A team of researchers from the Chinese University of Hong Kong and other institutions in China recently made a new micro-sized, portable, and cost-effective optical spectrometer

Detailed in their paper published in Nature Electronics, this spectrometer is based on an organic photodetector with a bias-tunable spectral response.

 

Optical Spectrometers 

  • Function: To measure and analyse light properties over specific portions of the electromagnetic spectrum.
  • Applications: Medical diagnostics, biological analysis, material characterisation. 
  • Limitations of conventional spectrometers:
  • Bulky: Due to complex mechanisms and advanced optical components.
  • Expensive: Limits use to specialised facilities.
  • New spectrometer development: Two approaches.
    • They mimic traditional spectrometers with modern devices.
    • They Use arrayed photodetectors with computational algorithms.

 

Key Highlights:

  • Miniaturised optical spectrometers could be of use in portable and wearable applications.
  • Such devices are typically based on arrays of photodetectors that provide distinct spectral responses or use complex miniaturised dispersive optics.
  • Researchers report a micro-sized optical spectrometer that is based on an optical-spacer-integrated photomultiplication-type organic photodetector (PM-OPD) with a bias-tunable spectral response.
    • It uses a novel method to manipulate the wavelength-dependent location of photocarrier generation in photodiodes.
    • This technique involves a trilayer contact composed of a transparent back contact, an optical spacer, and a back reflector.
  • The team combined this contact with a Schottky diode and an organic ternary bulk heterojunction to create a PM-OPD. The recordings collected by this photodetector were then analysed using a reconstruction algorithm.
  • The approach allows the computational reconstruction of an incident light spectrum from photocurrents measured under a set of different bias voltages.
    • “The device, which has a footprint of 0.0004 cm², is capable of broadband operation across the entire visible wavelength with a sub-5-nm resolution.”

 

Microsized optical spectrometer.

 

Implications:

  • They used it to fabricate an 8 x 8 spectroscopic sensor array for hyperspectral imaging.

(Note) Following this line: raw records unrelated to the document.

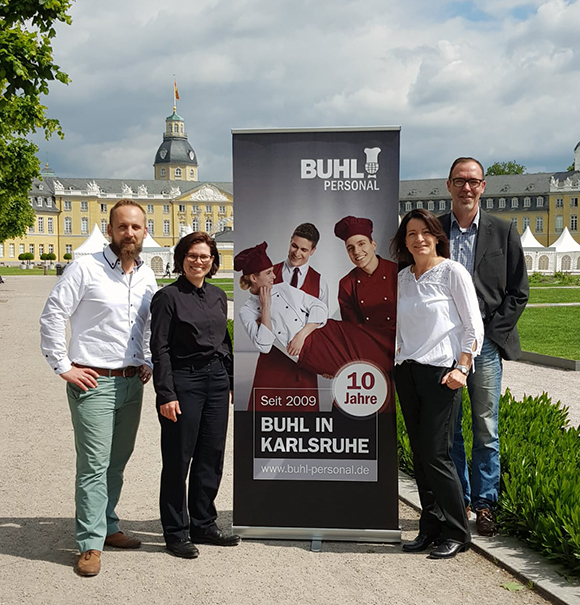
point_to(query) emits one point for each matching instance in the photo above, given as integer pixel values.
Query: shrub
(540, 484)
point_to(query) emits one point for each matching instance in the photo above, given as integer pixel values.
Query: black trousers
(430, 410)
(194, 444)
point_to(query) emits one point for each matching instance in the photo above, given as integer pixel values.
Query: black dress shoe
(447, 549)
(420, 543)
(216, 536)
(185, 549)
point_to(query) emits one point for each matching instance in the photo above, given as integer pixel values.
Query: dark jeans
(430, 410)
(194, 444)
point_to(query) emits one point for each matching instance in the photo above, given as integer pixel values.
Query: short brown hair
(186, 242)
(463, 160)
(399, 248)
(308, 231)
(126, 202)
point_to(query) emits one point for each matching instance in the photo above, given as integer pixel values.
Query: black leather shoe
(420, 543)
(185, 549)
(216, 536)
(447, 549)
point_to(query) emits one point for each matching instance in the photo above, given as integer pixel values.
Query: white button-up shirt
(438, 316)
(291, 310)
(108, 311)
(288, 272)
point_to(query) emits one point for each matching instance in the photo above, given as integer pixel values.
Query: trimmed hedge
(539, 498)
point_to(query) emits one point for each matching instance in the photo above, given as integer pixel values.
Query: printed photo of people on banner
(315, 314)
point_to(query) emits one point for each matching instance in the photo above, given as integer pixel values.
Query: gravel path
(37, 549)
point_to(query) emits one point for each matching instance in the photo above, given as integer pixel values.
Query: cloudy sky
(497, 79)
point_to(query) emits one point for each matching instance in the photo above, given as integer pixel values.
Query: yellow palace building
(175, 202)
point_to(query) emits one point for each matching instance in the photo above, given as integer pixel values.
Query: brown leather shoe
(121, 540)
(89, 563)
(485, 522)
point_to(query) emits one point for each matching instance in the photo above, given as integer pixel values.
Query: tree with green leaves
(511, 167)
(27, 29)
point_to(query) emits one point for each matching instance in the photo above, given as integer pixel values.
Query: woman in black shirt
(192, 374)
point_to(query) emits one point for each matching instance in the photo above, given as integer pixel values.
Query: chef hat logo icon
(372, 161)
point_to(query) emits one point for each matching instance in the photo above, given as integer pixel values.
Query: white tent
(529, 242)
(94, 243)
(566, 243)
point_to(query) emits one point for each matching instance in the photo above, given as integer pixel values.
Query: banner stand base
(317, 535)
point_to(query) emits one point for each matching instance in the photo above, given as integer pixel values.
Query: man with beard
(106, 296)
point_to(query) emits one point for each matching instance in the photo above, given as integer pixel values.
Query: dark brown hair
(308, 231)
(399, 248)
(186, 242)
(463, 161)
(126, 202)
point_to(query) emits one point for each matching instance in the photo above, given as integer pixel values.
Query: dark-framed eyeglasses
(473, 183)
(204, 258)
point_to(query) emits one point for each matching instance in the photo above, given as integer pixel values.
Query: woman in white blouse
(439, 332)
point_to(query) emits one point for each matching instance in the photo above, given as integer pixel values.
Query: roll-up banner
(315, 449)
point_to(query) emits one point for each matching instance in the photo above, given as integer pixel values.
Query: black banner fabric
(315, 428)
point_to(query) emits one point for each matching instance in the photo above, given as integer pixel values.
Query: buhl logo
(343, 174)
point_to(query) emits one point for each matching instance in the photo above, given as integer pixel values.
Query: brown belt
(127, 372)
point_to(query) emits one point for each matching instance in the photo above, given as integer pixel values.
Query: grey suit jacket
(501, 280)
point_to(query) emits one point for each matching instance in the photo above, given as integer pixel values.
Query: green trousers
(105, 422)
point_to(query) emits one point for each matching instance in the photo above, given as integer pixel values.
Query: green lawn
(551, 331)
(554, 295)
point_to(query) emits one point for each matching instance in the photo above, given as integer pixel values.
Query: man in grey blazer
(491, 251)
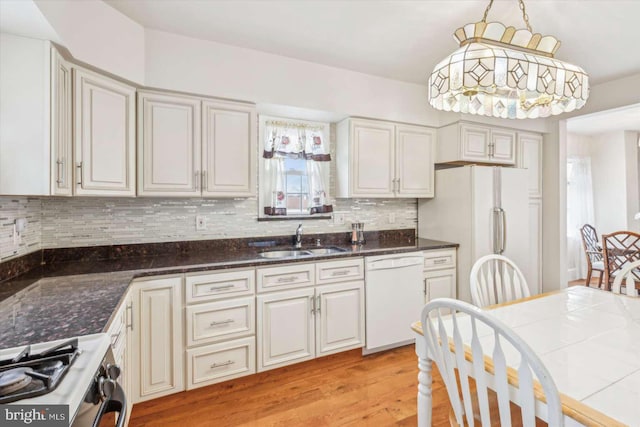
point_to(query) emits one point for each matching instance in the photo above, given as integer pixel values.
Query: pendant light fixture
(504, 72)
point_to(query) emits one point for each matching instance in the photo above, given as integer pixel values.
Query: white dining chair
(629, 274)
(495, 279)
(453, 331)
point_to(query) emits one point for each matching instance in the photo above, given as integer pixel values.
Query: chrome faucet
(299, 236)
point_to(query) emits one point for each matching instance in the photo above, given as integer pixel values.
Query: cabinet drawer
(285, 277)
(220, 362)
(439, 259)
(212, 286)
(339, 271)
(222, 320)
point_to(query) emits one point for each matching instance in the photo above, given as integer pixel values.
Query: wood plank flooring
(345, 389)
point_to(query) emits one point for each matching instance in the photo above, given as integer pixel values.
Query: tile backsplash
(72, 222)
(12, 208)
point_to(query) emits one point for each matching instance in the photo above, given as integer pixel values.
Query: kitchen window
(294, 169)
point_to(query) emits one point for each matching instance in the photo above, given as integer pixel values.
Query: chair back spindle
(495, 279)
(460, 342)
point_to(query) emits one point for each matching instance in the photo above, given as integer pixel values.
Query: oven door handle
(117, 402)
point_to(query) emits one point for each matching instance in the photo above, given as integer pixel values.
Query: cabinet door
(530, 158)
(415, 154)
(104, 123)
(229, 149)
(159, 357)
(503, 147)
(339, 317)
(474, 143)
(61, 140)
(535, 246)
(372, 159)
(286, 328)
(168, 145)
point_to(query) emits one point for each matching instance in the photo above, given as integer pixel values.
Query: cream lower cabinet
(220, 326)
(157, 365)
(439, 274)
(310, 321)
(121, 345)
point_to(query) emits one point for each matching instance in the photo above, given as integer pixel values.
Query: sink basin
(297, 253)
(290, 253)
(325, 251)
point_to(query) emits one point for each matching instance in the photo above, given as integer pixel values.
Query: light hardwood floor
(337, 390)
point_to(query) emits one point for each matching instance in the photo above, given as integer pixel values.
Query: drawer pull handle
(220, 288)
(217, 365)
(222, 322)
(115, 338)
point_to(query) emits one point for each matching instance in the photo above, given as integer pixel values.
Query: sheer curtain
(285, 140)
(579, 212)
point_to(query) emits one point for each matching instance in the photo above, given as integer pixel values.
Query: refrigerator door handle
(497, 230)
(503, 232)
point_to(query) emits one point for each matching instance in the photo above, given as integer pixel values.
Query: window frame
(326, 171)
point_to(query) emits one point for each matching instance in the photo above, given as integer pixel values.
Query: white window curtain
(295, 141)
(579, 212)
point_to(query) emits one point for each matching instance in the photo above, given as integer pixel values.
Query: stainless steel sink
(298, 253)
(325, 251)
(290, 253)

This technique can detect the unique spectral signatures of specific objects by processing information across the electromagnetic spectrum.
  • These devices might lead to the creation of advanced technologies, potentially transforming research and medical practices.

 

What is Electromagnetic energy?

  • Electromagnetic energy travels in waves and spans a broad spectrum from very long radio waves to very short gamma rays
  • The human eye can only detect only a small portion of this spectrum called visible light
  • A radio detects a different portion of the spectrum, and an X-ray machine uses yet another portion.

 

Electromagnetic Spectrum:

  • The electromagnetic (EM) spectrum is the range of all types of EM radiation
  • Radiation is energy that travels and spreads out as it goes.
    • For Instance, the visible light that comes from a lamp in your house and the radio waves that come from a radio station are two types of electromagnetic radiation. 
  • The other types of EM radiation that make up the electromagnetic spectrum are microwaves, infrared light, ultraviolet light, X-rays and gamma-rays.